How I Made Something That Should Have Killed Any Server
Space Station 14
If you don’t know what SS14 (Space Station 14) is, let me explain it to you.
In layman terms, it’s an open source role-playing game where around 85 people try to survive in a space station, whilst doing their jobs. Ever heard of among us? It’s basically that, but 1000 times more complicated.
The “impostors” of SS14 are called “antagonists”, and there’s a ton of them to make each round chaotic. Changelings (from The Thing), Traitors, Cultists, Wizards, Space Dragons, Demons, Revolutionaries and the list goes on.
Now, the unique thing about SS14, is that each server runs its own codebase, forked off one central vanilla codebase. This allows for servers to have their unique content and isolating their changes without modding the game.
Programming in SS14
SS14 is possibly one of the easiest games to add new content to.
It uses a custom engine named Robust Toolbox, which makes use of the ECS pattern with a heavy event bus based approach.
All programming is done in pure C#, and anything relating to data (e.g. creating entities, custom prototypes) is done through YAML.
Now, don’t do this kids
My first contribution in SS14 was in a codebase named GoobStation (this is important).
Someone made an issue to add a specific recipe to a machine in the game, so all I did was edit the YAML to allow that.
It was a 11 line YAML PR that started my journey.
My next PR, in another codebase named Einstein-Engines (dead as of now), was adding a new antagonist with 23 abilities, unique mechanics and progression. It was 8k~ lines.
Suffice to say, it did not turn out well and the code was insanely bad (had to be rewritten and it’s still bad for reasons I will explain later), but I did learn a lot from it.
The destroyer of servers
The antagonist I added was called “Shadowling”. It originated from SS13 (Space Station 13), but was discontinued there due to no one wanting to maintain it and having balance issues. My own version is a complete remake and port of that.
Now, this antagonist falls under the group of “conversion” antagonists, basically antagonists that rely on converting players to their cause (via some ability or action).
However, it had some mechanics that made it stand out from the others.
- Shadowlings get hurt from lights, but heal in the darkness
- They are usually solo (other conversion antagonists usually start in groups of 2-3)
- They are unable to fire guns, and wear anything except from radios.

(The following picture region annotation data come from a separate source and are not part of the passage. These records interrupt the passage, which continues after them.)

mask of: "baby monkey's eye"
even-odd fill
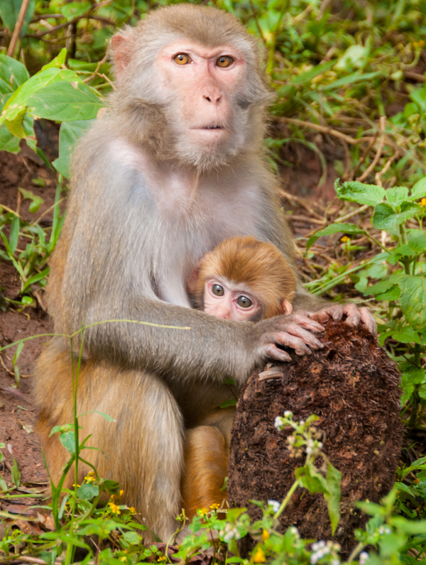
[[[249,308],[253,304],[251,300],[247,298],[246,296],[239,296],[236,303],[241,308]]]
[[[219,57],[219,59],[216,61],[216,65],[218,67],[224,68],[225,67],[230,67],[234,62],[234,60],[232,57],[229,57],[229,55],[224,55],[223,57]]]
[[[173,60],[178,65],[187,65],[191,62],[191,57],[187,53],[178,53],[173,57]]]
[[[213,285],[212,287],[212,292],[216,296],[223,296],[224,295],[224,287],[222,287],[220,285]]]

- They get new abilities based on how many converted players they have
- They are aliens!
Those points alone make them one of the hardest and weakest antagonists to play in the game, with a high reward (which was what I originally intended).
Their end-goal is to convert 20 people and ascend into a higher being that is unkillable by any means (not even godmode can save you from their final form).
Light-detection and the effects it had on the server
Okay, everything seemed normal so far. But, wait… This antagonist requires us to detect lights.
And the lightning system in SS14 is client-side, but this is an important game mechanic, so we don’t want to validate the lights in the client.
Oh, server is die, thank you forever.
Yes, this one thing made this antagonist IMPOSSIBLE to implement. But don’t you worry, there’s always a way!
Now, before implementing this system, we have to first look if anyone has made something similar.
Turns out they did! Time to use it in our project… I’m kidding. All roads lead to the same exact destination; it’s gonna be expensive no matter what you do, there’s no magic “optimized light-detection” button. And that’s fine.
Sometimes, optimization reaches a point where you must make gameplay changes in order to make it work flawlessly.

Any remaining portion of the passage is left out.